Failure to Maintain a Qualified Infection Preventionist
Penalty
Summary
The facility failed to designate a consistent qualified individual onsite who was responsible for implementing programs and activities to prevent and control infections for one of 10 months, identified as April 2026. The facility’s Infection Control Plan, Program and Committee policy, last reviewed on 1/6/26, stated that the designated Infection Preventionist is responsible for oversight of the infection control program and serves as a consultant to staff on infectious diseases, resident room placement, isolation precautions, staff and resident exposures, and surveillance and epidemiological investigations.
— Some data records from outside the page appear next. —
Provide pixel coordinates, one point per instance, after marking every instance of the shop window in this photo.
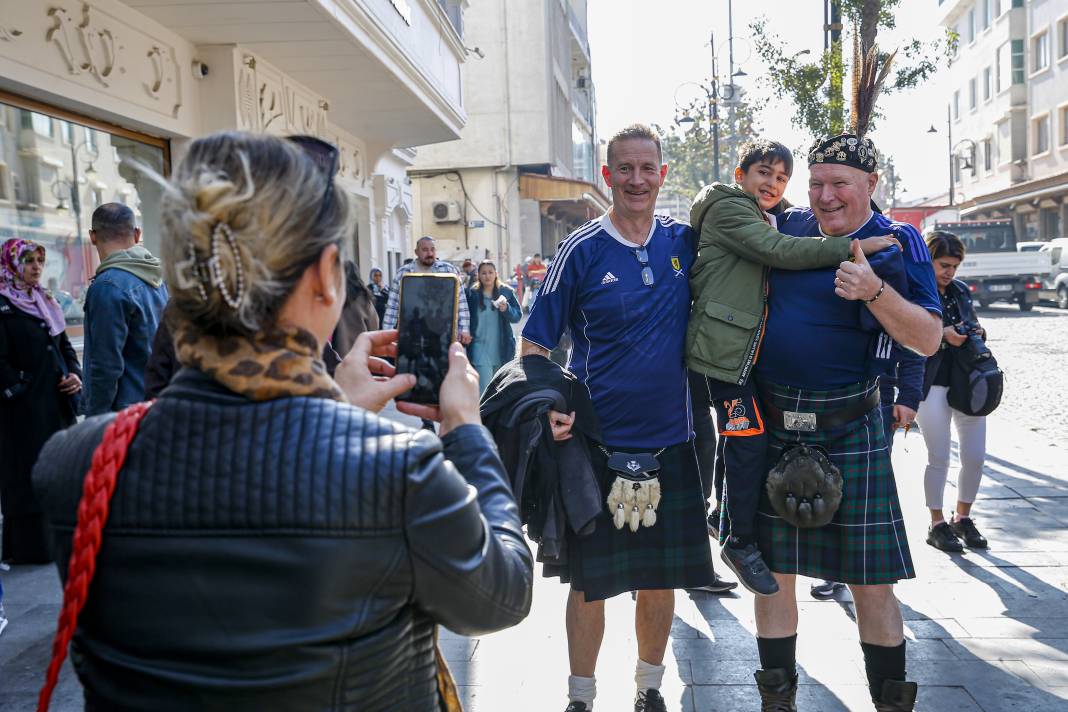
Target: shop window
(51, 203)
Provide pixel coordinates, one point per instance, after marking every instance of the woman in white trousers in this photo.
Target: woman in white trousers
(937, 417)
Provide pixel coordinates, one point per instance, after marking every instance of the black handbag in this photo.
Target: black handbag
(975, 380)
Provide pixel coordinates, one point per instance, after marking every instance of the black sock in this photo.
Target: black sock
(778, 653)
(882, 663)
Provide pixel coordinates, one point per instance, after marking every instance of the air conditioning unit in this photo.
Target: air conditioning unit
(445, 211)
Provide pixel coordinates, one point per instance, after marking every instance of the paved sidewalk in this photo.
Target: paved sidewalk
(987, 630)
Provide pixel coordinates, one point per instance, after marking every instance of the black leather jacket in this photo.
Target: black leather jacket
(293, 554)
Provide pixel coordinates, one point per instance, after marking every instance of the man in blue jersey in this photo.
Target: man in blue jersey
(619, 284)
(818, 379)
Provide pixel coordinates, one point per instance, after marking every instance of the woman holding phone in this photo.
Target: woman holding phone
(493, 309)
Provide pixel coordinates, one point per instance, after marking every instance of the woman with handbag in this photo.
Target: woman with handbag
(493, 309)
(936, 414)
(40, 381)
(272, 543)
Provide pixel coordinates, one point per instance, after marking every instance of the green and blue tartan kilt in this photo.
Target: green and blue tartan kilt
(865, 542)
(674, 553)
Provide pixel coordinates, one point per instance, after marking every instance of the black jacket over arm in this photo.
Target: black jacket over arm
(293, 554)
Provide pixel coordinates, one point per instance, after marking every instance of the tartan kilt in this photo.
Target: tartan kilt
(674, 553)
(865, 542)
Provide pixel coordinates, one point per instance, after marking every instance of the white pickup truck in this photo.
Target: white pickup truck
(992, 268)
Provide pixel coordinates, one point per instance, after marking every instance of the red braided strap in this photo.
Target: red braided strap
(99, 486)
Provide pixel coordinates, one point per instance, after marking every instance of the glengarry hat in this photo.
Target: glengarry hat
(845, 149)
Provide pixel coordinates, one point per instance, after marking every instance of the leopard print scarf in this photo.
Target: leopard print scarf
(275, 363)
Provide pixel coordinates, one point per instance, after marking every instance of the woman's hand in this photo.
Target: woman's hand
(69, 384)
(458, 398)
(952, 337)
(366, 379)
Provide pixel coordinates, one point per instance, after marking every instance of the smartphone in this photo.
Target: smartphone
(428, 323)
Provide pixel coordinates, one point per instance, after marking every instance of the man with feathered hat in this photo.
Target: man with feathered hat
(829, 333)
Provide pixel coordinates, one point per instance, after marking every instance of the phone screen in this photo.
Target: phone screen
(427, 325)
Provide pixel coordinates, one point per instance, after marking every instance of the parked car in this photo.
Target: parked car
(1055, 282)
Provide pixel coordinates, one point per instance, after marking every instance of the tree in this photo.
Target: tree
(816, 88)
(689, 152)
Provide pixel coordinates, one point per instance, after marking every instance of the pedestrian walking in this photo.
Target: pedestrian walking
(936, 415)
(379, 291)
(123, 309)
(271, 540)
(493, 309)
(40, 382)
(619, 283)
(426, 260)
(358, 315)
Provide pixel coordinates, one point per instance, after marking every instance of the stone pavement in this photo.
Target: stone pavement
(987, 630)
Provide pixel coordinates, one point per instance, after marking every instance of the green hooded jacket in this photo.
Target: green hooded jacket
(729, 279)
(137, 260)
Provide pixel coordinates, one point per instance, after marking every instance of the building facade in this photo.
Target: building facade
(90, 90)
(524, 171)
(1007, 89)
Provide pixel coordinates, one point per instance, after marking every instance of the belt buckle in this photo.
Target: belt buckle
(799, 422)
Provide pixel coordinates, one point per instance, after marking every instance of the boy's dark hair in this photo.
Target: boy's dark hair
(763, 151)
(942, 243)
(635, 131)
(113, 221)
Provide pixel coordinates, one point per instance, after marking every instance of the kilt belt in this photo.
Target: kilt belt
(805, 422)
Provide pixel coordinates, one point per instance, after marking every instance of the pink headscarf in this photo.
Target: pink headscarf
(33, 300)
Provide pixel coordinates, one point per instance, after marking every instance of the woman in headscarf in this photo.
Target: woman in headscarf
(40, 380)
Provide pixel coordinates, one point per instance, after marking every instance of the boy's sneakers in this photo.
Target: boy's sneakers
(753, 573)
(825, 590)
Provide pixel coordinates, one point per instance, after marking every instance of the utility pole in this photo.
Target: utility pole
(832, 42)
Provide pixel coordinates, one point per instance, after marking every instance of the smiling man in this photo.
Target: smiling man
(818, 380)
(619, 284)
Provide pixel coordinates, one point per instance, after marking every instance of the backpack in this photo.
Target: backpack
(975, 380)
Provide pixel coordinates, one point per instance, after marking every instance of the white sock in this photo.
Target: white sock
(648, 677)
(581, 690)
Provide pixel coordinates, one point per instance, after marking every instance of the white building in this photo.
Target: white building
(523, 173)
(97, 82)
(1008, 111)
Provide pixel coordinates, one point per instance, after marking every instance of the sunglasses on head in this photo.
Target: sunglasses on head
(325, 156)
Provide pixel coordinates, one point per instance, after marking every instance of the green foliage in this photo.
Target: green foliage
(816, 88)
(689, 152)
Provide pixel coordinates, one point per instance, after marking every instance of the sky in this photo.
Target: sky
(643, 51)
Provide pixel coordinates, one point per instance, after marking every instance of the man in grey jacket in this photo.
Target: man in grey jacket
(123, 307)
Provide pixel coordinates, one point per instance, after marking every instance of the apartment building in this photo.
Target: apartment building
(90, 86)
(1007, 92)
(524, 171)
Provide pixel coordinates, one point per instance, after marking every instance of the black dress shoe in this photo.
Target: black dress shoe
(649, 701)
(779, 690)
(753, 573)
(941, 536)
(964, 528)
(897, 696)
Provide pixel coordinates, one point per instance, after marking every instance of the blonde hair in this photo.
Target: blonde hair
(273, 199)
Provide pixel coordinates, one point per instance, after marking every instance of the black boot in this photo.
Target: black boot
(897, 696)
(779, 690)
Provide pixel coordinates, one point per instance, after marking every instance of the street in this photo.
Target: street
(987, 630)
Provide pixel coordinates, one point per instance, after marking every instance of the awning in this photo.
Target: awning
(1025, 192)
(564, 199)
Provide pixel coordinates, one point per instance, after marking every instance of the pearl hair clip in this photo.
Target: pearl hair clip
(192, 272)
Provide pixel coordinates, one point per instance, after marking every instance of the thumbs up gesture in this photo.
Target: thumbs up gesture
(854, 279)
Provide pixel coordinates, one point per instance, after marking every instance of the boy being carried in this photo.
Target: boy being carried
(729, 286)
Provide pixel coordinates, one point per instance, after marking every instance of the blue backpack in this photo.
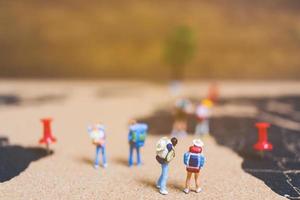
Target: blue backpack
(193, 160)
(138, 134)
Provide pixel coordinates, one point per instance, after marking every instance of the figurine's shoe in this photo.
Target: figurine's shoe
(186, 190)
(164, 192)
(198, 190)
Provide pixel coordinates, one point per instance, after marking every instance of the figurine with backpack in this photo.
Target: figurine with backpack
(97, 134)
(136, 138)
(194, 161)
(165, 152)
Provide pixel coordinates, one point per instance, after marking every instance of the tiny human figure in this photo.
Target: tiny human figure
(136, 138)
(181, 110)
(165, 152)
(98, 136)
(213, 92)
(203, 113)
(194, 161)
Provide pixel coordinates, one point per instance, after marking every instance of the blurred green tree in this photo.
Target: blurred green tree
(180, 48)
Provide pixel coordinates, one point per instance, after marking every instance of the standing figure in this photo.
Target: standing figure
(203, 113)
(97, 134)
(136, 138)
(165, 152)
(194, 161)
(181, 110)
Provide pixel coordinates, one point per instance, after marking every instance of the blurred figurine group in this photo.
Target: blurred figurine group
(193, 159)
(183, 108)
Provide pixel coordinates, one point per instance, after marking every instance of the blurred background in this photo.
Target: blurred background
(155, 40)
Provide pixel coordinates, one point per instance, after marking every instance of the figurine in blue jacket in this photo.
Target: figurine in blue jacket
(136, 138)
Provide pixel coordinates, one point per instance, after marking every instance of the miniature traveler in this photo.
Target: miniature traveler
(97, 134)
(203, 113)
(181, 110)
(47, 138)
(194, 161)
(136, 138)
(165, 152)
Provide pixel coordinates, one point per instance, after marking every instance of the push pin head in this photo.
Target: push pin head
(262, 144)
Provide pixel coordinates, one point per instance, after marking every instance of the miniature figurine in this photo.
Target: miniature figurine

During interviews, Human Resource staff stated that the former Infection Preventionist resigned, with the last day of employment on 4/4/26. A Registered Nurse who took over the infection control program stated she assumed the role on 4/4/26, was also supervising the building, looked at records to see if any were reportable, and had not been able to fully do the work since starting, estimating about 12 hours per week. She also stated that her infection control training and certification had been completed long ago and she would need to find it. Review of the facility-provided certification courses showed training completed in 2022, but there was no certificate for completion of the Nursing Home Infection Preventionist Training Course. Nursing Home Administration confirmed the facility failed to designate a consistent qualified individual onsite responsible for infection prevention and control during that month.